Episode 5 – David Waltermire of NVD speaks with Milind Kulkarni of NVIDIA and Kris Britton of the CVE Program to discuss the CVE Program's automated CVE Numbering Authority (CNA) services. Topics include the automation architecture being developed and deployed by the CVE Automation Working Group (AWG); the benefits of using JSON for the CVE Record format; how automation simplifies and increases the speed of CNA processes; the currently deployed CVE ID Reservation (IDR) service; the upcoming release of the CVE Record Submission and Upload (RSUS) service; and future automation plans. 

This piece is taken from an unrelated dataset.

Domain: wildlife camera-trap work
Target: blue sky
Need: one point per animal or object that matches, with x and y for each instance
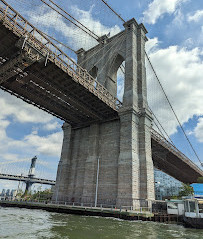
(175, 48)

CVE automated services on GitHub - https://github.com/CVEProject 
CVE AWG - https://cve.mitre.org/working_groups.html#awg
NVD - https://nvd.nist.gov/
NVIDIA - https://www.nvidia.com/
How to become a CNA - https://cve.mitre.org/cve/cna.html#become_a_cna

Episode 4 – Kelly Todd of the CVE Program interviews security researcher Larry Cashdollar about how he got started researching vulnerabilities and his experiences over the years, how he became the CVE Program’s first-ever independent vulnerability researcher CVE Numbering Authority (CNA), best practices, and the benefits of being able to assign his own CVE IDs to the vulnerabilities he discovers.
 
CVE - https://cve.mitre.org/
Larry Cashdollar - https://twitter.com/_larry0

Episode 3 - Shannon Sabens of CrowdStrike speaks with Jo Bazar of the CVE Program, Erin Alexander of CISA ICS, and Tomo Itou of JPCERT/CC about the structure and objectives of the CVE Numbering Authority (CNA) program, what it means to be a Root and a CNA, the benefits of partnering with the CVE Program, and recommendations for organizations considering becoming a Root or CNA.
 
CVE - https://cve.mitre.org/ 
CISA - https://www.cisa.gov/ 
CrowdStrike - https://www.crowdstrike.com/
JPCERT/CC - https://www.jpcert.or.jp/vh/index.html
How to become a CNA - https://cve.mitre.org/cve/cna.html#become_a_cna

Episode 2 - Chris Sandulow, Boris Sieklik, and Lena Smart from MongoDB discuss their internal processes for managing CVEs, the importance of CVSS scoring to their customers, the benefits experienced from partnering with the CVE Program as a CVE Numbering Authority (CNA), and recommendations for other organizations considering becoming a CNA. 

Episode 1 - Tod Beardsley of Rapid7, Tom Millar of CISA, Chris Levendis of the CVE Program, and Dave Waltermire of NIST's NVD discuss how their organizations and the community all work together to advance the CVE Program’s mission to identify, define, and catalog publicly disclosed cybersecurity vulnerabilities.